Page:Rachilde - Les Hors nature, 1897.djvu/192

Cette page n’a pas encore été corrigée

— Oh ! Monsieur, bégaya-t-il désolé, comme vous devez souffrir et comme je suis ravi de me battre avec vous ! Puisque vous êtes très fort — je viens de m’en apercevoir — prenez-le, emportez-le, dépêchez-vous si vous ne voulez pas que je le fouette comme il le mérite. Ça me peinerait beaucoup de brutaliser ce bel enfant, et je ne vous dissimulerai pas que j’en ai le plus vif désir.

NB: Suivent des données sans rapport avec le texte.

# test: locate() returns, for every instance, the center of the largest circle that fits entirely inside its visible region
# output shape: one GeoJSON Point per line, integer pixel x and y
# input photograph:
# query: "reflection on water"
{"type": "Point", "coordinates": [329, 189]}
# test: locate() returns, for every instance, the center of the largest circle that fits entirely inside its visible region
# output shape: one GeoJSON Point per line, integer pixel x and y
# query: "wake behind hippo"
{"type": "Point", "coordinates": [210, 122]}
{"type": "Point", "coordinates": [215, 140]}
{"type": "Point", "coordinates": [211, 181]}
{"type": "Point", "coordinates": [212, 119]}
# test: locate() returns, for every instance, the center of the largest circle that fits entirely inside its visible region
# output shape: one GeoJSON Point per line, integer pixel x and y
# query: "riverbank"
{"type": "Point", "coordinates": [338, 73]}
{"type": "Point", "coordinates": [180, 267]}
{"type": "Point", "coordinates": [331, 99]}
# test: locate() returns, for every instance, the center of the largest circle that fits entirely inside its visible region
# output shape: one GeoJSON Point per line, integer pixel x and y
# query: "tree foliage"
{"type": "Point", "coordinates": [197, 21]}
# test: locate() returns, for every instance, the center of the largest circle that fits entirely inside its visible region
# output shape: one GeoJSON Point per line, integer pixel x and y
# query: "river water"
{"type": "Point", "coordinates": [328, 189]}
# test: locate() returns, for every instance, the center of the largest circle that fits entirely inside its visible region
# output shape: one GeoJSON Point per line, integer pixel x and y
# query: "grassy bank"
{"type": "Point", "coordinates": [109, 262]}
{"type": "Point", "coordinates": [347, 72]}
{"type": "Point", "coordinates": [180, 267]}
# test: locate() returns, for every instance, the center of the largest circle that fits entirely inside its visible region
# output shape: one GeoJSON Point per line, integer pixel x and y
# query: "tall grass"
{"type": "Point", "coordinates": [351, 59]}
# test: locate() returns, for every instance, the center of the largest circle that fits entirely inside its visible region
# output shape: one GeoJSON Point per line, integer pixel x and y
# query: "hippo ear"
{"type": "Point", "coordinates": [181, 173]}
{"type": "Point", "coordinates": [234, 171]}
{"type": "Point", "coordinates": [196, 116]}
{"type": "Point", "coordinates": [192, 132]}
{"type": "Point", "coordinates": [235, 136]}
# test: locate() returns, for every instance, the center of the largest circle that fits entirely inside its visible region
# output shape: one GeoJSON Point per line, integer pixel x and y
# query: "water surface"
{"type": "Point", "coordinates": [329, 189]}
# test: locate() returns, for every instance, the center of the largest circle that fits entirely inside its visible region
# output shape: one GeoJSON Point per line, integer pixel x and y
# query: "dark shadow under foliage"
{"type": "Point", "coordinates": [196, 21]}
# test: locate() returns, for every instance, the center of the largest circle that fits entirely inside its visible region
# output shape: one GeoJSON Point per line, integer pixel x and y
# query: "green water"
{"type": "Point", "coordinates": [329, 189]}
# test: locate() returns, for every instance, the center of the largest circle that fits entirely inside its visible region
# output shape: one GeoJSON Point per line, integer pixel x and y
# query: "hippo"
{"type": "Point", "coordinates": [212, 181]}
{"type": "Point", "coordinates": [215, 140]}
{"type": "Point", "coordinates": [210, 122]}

Reutler devina qu’il avait affaire à un honnête noceur, que les erreurs de ce genre n’amusaient pas du tout. Sans rien répondre, ne songeant qu’au trésor dont on lui restituait la garde, il roula l’impératrice dans son manteau pour étouffer, au besoin, ses velléités de révolte, et il courut jusqu’aux balustrades du grand escalier.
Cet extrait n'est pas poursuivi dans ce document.